### ``Exercises: NLP Acquire/Web Scrapping``

    30AUGUST2022

----

In [217]:
# notebook dependencies 
import os # for caching purposeses
import pandas as pd
import numpy as np

# visualization imports
import matplotlib.pyplot as plt
import seaborn as sns
sns.set()

# regular expression import
import re

# importing BeautifulSoup for parsing HTML/XTML
from bs4 import BeautifulSoup

# request module for connecting to APIs
from requests import get

#### ``Exercise Number 1: Web Scrapping -- Codeup Blog Articles``

**<u>``Prompt:``</u>**

* Visit Codeup's Blog and record the urls for at least 5 distinct blog posts. 

* For each post, you should scrape at least the post's title and content.
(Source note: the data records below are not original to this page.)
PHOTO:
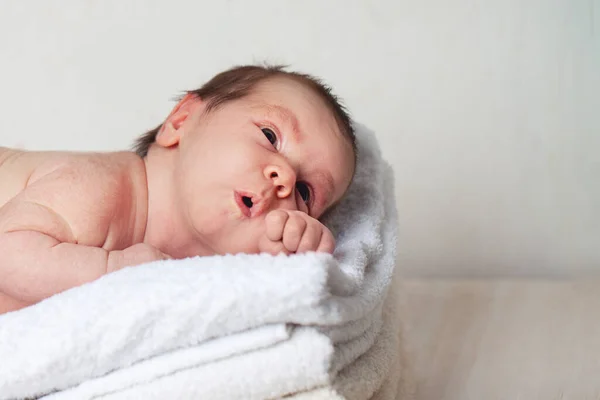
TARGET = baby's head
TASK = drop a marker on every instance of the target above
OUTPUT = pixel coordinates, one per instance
(251, 140)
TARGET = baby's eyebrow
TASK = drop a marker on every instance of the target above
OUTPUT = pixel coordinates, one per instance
(288, 117)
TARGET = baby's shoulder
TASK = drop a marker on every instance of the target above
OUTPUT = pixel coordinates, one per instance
(103, 171)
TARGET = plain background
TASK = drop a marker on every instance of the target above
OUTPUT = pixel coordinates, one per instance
(489, 111)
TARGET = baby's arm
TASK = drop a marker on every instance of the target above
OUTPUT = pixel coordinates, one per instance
(39, 259)
(66, 228)
(295, 232)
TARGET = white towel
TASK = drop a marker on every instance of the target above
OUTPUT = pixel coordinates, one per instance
(251, 326)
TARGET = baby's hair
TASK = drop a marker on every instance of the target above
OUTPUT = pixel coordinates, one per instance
(238, 82)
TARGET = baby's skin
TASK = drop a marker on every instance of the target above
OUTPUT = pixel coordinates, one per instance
(251, 176)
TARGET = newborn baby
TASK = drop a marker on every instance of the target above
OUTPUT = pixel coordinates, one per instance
(247, 163)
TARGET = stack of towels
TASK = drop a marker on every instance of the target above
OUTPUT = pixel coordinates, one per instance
(310, 326)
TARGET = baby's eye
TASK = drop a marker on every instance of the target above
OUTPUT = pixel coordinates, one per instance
(304, 191)
(270, 135)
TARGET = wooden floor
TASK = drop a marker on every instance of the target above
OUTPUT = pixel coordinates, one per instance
(501, 339)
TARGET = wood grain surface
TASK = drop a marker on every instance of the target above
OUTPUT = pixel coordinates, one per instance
(503, 339)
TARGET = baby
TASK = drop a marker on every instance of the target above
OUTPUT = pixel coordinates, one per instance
(247, 163)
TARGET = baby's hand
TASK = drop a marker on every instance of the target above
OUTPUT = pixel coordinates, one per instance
(139, 253)
(295, 232)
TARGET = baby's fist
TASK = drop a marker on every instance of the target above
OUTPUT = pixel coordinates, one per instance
(295, 232)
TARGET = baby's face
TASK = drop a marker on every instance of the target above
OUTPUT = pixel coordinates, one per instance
(278, 148)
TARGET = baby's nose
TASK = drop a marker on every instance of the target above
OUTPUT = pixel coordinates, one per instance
(283, 178)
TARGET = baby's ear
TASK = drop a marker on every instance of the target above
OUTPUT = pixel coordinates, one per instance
(171, 131)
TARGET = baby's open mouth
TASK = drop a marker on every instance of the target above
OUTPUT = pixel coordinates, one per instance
(244, 203)
(247, 201)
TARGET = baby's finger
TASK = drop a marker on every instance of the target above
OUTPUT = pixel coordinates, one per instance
(275, 222)
(293, 231)
(311, 237)
(271, 247)
(327, 244)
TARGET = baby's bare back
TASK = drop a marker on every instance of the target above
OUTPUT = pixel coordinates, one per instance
(61, 211)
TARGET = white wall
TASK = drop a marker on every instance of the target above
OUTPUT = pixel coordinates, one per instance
(488, 110)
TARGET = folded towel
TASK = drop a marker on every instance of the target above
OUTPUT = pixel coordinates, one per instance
(251, 326)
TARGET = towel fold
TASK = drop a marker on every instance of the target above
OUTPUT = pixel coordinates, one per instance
(237, 326)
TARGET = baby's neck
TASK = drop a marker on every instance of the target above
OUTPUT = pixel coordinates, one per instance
(166, 228)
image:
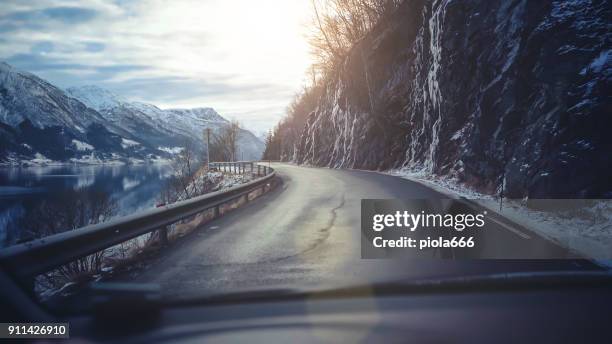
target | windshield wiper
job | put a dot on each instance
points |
(481, 283)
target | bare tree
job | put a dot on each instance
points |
(224, 145)
(339, 24)
(185, 167)
(71, 210)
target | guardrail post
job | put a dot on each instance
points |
(163, 236)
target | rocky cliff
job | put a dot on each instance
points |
(477, 90)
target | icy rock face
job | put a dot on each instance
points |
(479, 91)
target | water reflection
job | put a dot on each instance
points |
(23, 190)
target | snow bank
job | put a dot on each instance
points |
(585, 228)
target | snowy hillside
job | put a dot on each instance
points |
(42, 124)
(482, 92)
(162, 128)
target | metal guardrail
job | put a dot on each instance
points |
(38, 256)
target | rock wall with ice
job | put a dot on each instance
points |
(480, 91)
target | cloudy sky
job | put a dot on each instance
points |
(245, 58)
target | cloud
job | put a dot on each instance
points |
(184, 53)
(94, 47)
(66, 15)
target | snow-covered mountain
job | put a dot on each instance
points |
(487, 93)
(163, 128)
(39, 122)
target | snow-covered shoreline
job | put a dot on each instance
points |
(80, 162)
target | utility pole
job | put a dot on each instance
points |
(208, 149)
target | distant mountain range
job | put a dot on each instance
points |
(43, 124)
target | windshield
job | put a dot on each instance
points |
(209, 148)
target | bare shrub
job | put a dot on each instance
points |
(67, 211)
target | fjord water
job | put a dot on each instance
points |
(24, 189)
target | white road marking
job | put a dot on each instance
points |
(515, 231)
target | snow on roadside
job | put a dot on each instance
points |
(587, 230)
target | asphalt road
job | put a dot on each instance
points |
(306, 234)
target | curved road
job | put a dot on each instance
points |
(306, 233)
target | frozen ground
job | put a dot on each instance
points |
(586, 227)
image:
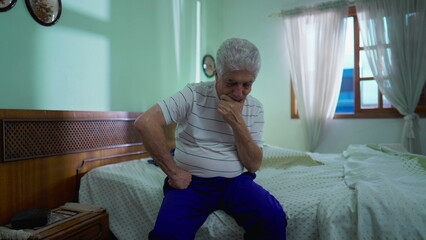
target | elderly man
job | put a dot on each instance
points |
(218, 150)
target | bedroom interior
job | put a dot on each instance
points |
(105, 62)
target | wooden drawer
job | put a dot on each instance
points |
(86, 222)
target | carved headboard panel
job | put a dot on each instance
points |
(25, 138)
(43, 153)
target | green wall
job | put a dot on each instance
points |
(101, 55)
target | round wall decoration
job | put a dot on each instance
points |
(45, 12)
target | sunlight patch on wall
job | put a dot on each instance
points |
(99, 9)
(177, 9)
(72, 76)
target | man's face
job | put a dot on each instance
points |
(236, 84)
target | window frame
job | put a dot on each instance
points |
(359, 112)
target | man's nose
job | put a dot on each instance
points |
(238, 91)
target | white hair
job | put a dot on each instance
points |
(237, 54)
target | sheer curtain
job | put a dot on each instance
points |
(315, 41)
(394, 33)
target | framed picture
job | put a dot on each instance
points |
(208, 65)
(45, 12)
(6, 5)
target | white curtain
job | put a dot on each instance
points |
(394, 33)
(315, 41)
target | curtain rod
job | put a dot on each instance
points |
(321, 6)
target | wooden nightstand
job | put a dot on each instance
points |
(74, 221)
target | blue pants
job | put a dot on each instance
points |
(184, 211)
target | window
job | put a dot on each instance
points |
(360, 96)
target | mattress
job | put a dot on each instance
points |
(325, 196)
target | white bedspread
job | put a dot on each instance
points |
(342, 199)
(390, 193)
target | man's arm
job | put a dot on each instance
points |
(249, 153)
(150, 126)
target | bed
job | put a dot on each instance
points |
(367, 192)
(48, 158)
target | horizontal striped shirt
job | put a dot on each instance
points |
(205, 143)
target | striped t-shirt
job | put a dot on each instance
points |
(205, 144)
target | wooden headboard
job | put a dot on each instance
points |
(44, 153)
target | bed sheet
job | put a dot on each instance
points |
(360, 194)
(132, 194)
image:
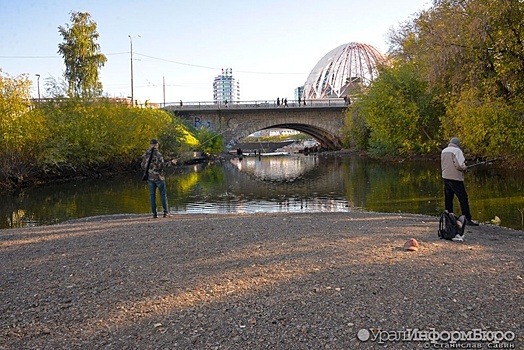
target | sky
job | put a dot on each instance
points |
(179, 47)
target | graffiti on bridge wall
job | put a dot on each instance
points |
(198, 123)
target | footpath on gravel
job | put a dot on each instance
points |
(260, 281)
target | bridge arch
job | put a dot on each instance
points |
(322, 119)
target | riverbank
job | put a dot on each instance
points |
(263, 281)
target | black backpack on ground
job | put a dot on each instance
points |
(450, 225)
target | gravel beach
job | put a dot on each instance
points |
(258, 281)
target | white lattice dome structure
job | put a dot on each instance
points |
(346, 67)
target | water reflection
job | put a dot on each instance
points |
(275, 184)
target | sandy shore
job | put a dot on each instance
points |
(263, 281)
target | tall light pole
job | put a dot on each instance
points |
(38, 85)
(132, 90)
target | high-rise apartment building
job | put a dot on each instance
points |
(226, 88)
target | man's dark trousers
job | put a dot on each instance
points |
(457, 188)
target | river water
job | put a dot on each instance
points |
(294, 183)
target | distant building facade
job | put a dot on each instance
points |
(299, 93)
(226, 88)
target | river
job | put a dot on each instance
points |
(293, 183)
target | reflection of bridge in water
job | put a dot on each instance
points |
(323, 119)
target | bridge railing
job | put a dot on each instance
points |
(202, 105)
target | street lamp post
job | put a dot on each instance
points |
(132, 92)
(38, 85)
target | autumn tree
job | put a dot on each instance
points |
(82, 56)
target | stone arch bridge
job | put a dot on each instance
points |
(322, 119)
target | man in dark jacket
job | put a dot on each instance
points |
(156, 178)
(453, 165)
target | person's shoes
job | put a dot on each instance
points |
(471, 223)
(458, 238)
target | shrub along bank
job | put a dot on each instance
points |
(76, 138)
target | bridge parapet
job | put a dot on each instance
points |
(322, 119)
(207, 105)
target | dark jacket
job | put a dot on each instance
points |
(156, 169)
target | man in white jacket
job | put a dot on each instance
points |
(453, 165)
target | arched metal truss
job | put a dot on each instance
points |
(343, 69)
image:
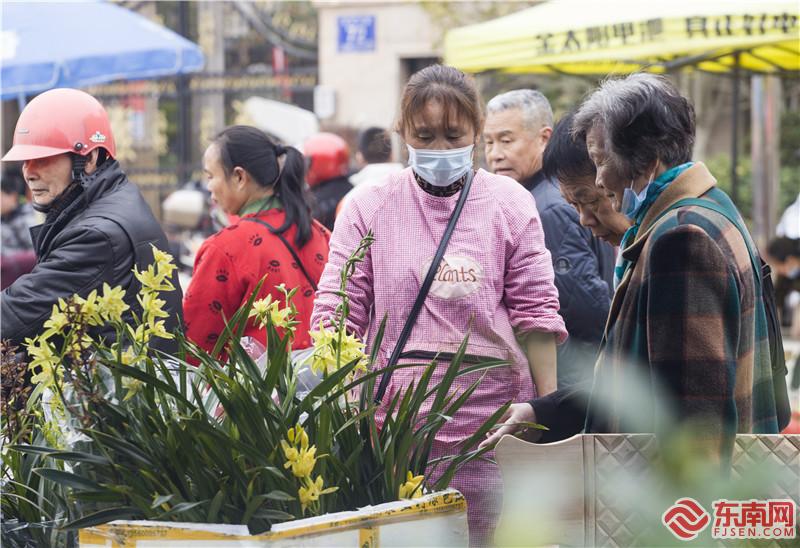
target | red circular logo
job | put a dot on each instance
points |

* Encapsulate your work in a function named get_blog_articles that will return a list of dictionaries:

    - With each dictionary representing one article. The shape of each dictionary should look like this:

>{
    'title': 'the title of the article',\
    'content': 'the full text content of the article'
}


- Plus any additional properties you think might be helpful

In [218]:
# let's connect to the Codeup url/domain

domain = 'https://codeup.com'
endpoint = '/blog/'

# creating the url
url = domain + endpoint

# creating the response element/object (including headers)
# note: some websites don't accept the pyhon-requests default user-agent
headers = {'User-Agent': 'Codeup Data Science'} 
response = get(url, headers = headers)

print(f'url: {url}')

url: https://codeup.com/blog/


In [219]:
# checking the response object/type

type(response)

requests.models.Response

In [220]:
# let's use the BeautifulSoup module to create an HTML object

soup = BeautifulSoup(response.content, 'html.parser')
type(soup)

bs4.BeautifulSoup

**``Beautiful Soup Methods and Properties``**

* ``soup.title.string`` gets the page's title (the same text in the browser tab for a page, this is the title element

* ``soup.prettify()`` is useful to print in case you want to see the HTML

* ``soup.find_all("a")`` find all the anchor tags, or whatever argument is specified.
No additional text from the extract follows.